Em 1886, mudou-se para Lisboa, onde se lança como escritora e junto de sua irmã publica Contos Infantis, em 1887.[10] Em 28 de novembro de 1887 casou-se com Filinto de Almeida, à época diretor da revista A Semana Ilustrada, editada no Rio de Janeiro.[11] Passou a ser colaboradora sistemática da publicação. Também escreveu para a revista Brasil-Portugal (1899-1914).[12] Júlia retornou ao Brasil em 1888, onde publica seu primeiro romance, Memórias de Marta, que sai em folhetins em O País.[4] Seu textos em jornais da época tratam sempre de temas pertinentes como a República, a abolição e direitos civis.[4][5][7]

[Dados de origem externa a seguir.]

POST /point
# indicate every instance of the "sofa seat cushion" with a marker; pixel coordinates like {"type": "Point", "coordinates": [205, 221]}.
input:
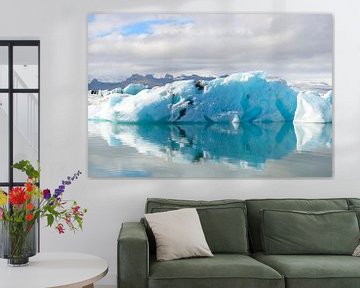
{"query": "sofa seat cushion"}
{"type": "Point", "coordinates": [222, 270]}
{"type": "Point", "coordinates": [314, 271]}
{"type": "Point", "coordinates": [255, 206]}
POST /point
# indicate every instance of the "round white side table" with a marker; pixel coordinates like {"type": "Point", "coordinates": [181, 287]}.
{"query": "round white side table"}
{"type": "Point", "coordinates": [50, 270]}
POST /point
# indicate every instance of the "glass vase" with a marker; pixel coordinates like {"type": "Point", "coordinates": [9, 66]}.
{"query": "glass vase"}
{"type": "Point", "coordinates": [18, 242]}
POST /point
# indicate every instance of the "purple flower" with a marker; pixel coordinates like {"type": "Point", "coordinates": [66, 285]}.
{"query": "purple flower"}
{"type": "Point", "coordinates": [46, 194]}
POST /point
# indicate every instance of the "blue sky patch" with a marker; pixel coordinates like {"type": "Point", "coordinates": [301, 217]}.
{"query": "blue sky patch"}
{"type": "Point", "coordinates": [91, 18]}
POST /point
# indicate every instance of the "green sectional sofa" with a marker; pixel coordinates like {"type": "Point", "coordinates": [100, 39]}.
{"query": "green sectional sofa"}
{"type": "Point", "coordinates": [238, 234]}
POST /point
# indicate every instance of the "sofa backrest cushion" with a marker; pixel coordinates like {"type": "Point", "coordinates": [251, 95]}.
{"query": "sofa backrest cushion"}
{"type": "Point", "coordinates": [256, 205]}
{"type": "Point", "coordinates": [298, 232]}
{"type": "Point", "coordinates": [223, 221]}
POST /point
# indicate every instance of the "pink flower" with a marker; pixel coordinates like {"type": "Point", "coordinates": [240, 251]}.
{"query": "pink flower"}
{"type": "Point", "coordinates": [60, 228]}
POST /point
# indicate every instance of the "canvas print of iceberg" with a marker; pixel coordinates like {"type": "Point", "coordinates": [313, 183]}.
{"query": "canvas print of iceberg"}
{"type": "Point", "coordinates": [210, 95]}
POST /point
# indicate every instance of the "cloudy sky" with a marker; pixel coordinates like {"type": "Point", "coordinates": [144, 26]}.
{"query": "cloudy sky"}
{"type": "Point", "coordinates": [293, 46]}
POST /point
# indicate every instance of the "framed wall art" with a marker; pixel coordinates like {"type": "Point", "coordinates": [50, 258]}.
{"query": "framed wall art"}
{"type": "Point", "coordinates": [210, 95]}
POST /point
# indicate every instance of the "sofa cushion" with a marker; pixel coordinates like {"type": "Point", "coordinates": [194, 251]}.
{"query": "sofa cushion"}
{"type": "Point", "coordinates": [353, 201]}
{"type": "Point", "coordinates": [223, 221]}
{"type": "Point", "coordinates": [314, 271]}
{"type": "Point", "coordinates": [297, 232]}
{"type": "Point", "coordinates": [254, 216]}
{"type": "Point", "coordinates": [178, 234]}
{"type": "Point", "coordinates": [222, 270]}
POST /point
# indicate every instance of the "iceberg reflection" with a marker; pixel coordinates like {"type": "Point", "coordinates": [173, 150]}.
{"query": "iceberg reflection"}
{"type": "Point", "coordinates": [238, 145]}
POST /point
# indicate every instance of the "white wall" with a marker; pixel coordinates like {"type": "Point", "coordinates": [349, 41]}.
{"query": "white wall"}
{"type": "Point", "coordinates": [62, 28]}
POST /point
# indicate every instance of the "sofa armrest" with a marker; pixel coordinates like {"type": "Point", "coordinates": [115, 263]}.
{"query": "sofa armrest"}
{"type": "Point", "coordinates": [133, 256]}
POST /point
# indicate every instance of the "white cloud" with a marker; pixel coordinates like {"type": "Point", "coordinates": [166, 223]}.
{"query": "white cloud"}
{"type": "Point", "coordinates": [212, 44]}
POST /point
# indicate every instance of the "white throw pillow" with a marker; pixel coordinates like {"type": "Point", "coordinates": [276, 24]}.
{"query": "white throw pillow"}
{"type": "Point", "coordinates": [178, 234]}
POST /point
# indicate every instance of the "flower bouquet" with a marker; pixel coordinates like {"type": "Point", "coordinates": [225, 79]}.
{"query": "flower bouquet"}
{"type": "Point", "coordinates": [23, 206]}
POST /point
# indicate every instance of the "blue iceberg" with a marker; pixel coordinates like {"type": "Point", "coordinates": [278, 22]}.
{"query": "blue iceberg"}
{"type": "Point", "coordinates": [238, 98]}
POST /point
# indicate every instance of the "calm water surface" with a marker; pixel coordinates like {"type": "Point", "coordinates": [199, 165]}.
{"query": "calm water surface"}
{"type": "Point", "coordinates": [204, 150]}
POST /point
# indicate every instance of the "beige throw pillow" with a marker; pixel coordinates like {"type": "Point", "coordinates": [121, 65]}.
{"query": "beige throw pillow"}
{"type": "Point", "coordinates": [178, 234]}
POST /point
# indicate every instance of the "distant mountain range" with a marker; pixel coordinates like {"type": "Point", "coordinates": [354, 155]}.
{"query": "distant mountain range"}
{"type": "Point", "coordinates": [149, 80]}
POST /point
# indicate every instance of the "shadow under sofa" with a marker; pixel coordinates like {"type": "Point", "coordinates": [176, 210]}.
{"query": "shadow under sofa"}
{"type": "Point", "coordinates": [232, 229]}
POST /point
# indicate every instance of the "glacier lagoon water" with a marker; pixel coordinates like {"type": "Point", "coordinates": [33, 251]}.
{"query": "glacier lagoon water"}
{"type": "Point", "coordinates": [278, 149]}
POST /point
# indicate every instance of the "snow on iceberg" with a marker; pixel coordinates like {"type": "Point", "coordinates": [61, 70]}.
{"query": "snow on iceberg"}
{"type": "Point", "coordinates": [312, 107]}
{"type": "Point", "coordinates": [134, 88]}
{"type": "Point", "coordinates": [237, 98]}
{"type": "Point", "coordinates": [312, 136]}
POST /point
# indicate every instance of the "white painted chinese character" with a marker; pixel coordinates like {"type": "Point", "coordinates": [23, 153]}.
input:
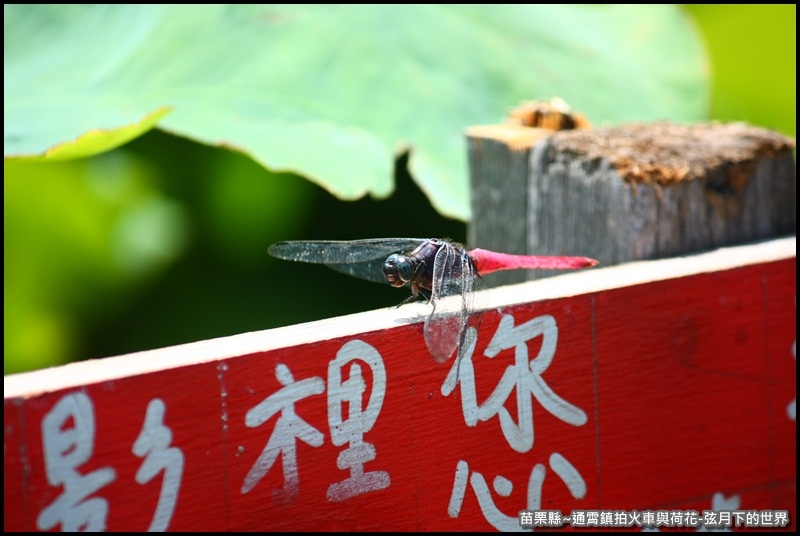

Também colaborou com periódicos da imprensa de mulheres, como a revista A Mensageira, de São Paulo, dirigida pela escritora Presciliana Duarte de Almeida entre 1897 e 1900.

Pioneira da literatura infantil no Brasil, seu primeiro livro, Contos Infantis (1886), foi uma reunião de 33 textos em verso e 27 em prosa destinados às crianças, escrito em parceria com sua irmã, Adelina Lopes Vieira.[6] Em 1887, em Portugal, publicou Traços e iluminuras, outro livro de contos.[13][14]

Escreveu também para teatro, com dois volumes publicados e cerca de 10 textos inéditos.[15][16]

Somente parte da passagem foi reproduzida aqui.